My stepmother was a bully. One wrong step on my part could launch a day’s worth of abuse. The details need not be described here. It's sufficient to say that when she was at her worst her only goal was to make sure I felt as small and meaningless as she must have felt, somewhere deep down, about herself. So, at five years old, I did what I had learned to do to keep myself safe: I would head for my sanctuary in our heavily wooded North Shore hamlet. I headed for the trees.

I guess you could say I grew up in those trees. The view from fifty feet up or more provided a safe, solitary perspective that gave me some sense of control over my life. After all, no one was crazy enough to follow me up into the highest, willowy branches where the wind whisked me to and fro. Even my closest friends eschewed the risk of following me more than two-thirds of the way up to my perch. It hadn't occurred to me that I might be trying to kill myself, until my stepmother belted that suggestion upward at me one time. Even then, it didn't ring true. Of course, it may have helped that her distance and the intervening branches seemed to strip the urgency from her raging voice. It was as if she were howling at the moon, while I sat tucked in some lunar mare safe from the threatening edge of her voice.
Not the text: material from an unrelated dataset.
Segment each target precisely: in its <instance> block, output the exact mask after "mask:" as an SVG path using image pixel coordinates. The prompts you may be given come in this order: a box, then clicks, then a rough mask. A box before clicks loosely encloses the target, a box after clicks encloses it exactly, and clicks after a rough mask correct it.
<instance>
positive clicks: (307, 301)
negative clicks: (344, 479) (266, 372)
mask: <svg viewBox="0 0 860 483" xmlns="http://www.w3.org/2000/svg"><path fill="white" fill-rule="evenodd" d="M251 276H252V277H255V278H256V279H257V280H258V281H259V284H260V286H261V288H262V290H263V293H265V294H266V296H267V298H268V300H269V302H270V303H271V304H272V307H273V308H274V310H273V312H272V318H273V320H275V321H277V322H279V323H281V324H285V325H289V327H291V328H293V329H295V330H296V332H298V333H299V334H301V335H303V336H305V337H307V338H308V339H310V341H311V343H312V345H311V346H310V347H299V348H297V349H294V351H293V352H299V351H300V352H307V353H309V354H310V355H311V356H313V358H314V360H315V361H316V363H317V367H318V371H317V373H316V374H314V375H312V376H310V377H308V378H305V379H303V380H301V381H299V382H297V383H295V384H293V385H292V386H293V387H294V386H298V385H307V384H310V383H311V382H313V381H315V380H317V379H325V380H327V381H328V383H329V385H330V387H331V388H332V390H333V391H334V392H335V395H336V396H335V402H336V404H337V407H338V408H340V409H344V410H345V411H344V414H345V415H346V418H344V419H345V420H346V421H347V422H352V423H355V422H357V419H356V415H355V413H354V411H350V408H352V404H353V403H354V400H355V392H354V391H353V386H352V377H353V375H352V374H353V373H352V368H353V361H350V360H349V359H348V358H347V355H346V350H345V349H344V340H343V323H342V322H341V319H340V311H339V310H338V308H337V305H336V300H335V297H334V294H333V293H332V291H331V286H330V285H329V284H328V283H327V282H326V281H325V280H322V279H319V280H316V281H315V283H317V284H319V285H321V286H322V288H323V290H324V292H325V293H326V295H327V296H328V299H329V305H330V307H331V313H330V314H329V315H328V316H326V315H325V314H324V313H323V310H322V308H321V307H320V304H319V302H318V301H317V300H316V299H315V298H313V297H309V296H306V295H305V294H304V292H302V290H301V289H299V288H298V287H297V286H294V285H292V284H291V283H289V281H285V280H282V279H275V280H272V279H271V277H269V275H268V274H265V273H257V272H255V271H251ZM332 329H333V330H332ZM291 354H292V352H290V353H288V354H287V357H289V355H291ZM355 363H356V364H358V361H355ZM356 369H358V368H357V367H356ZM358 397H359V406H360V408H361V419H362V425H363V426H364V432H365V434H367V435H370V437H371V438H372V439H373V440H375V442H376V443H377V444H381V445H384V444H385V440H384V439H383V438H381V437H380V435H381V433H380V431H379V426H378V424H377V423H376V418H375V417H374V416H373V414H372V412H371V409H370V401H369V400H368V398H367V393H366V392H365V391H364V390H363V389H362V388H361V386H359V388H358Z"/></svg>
I was proud of my pastime, and jealous of those who might encroach upon my territory. My tree-conquering ways propelled me to new heights, where common sense and self-preservation would turn back any pretenders — they would look up, shake their heads, then pick their way back down to safer altitudes, allowing as how they didn't see what the big deal was about risking your neck anyway. I never excelled at their games — I couldn't throw a ball straight, or catch one. This arboreal world was mine alone.

Until I met Donald.

He was a round-headed blond wisp of a kid when we met in first grade. (I would describe myself to you but I never had a real sense of what I looked like. Uncombed, maybe; forlorn.) Donald came from a family of nine. His family filled an old farmhouse to bursting. Each kid's name started with the letter "D". There was Dana, David, Donald, etc. His mother had the exasperated look of an overworked farmer's wife who’s been out in the sun too long, and while I didn't know what his father did for a living, I knew he was feared. I recognized the tension that filled the house when he entered as the same dread that accompanied my stepmother at my house.

I guess that's why Donald and I became such fast friends: we were both being mistreated, and, I suppose, we sought out the non-threatening company of the threatened. Retreating, leprous, we never talked about our treatment at the hands of our abusers, or even who they were. That was all taken for granted.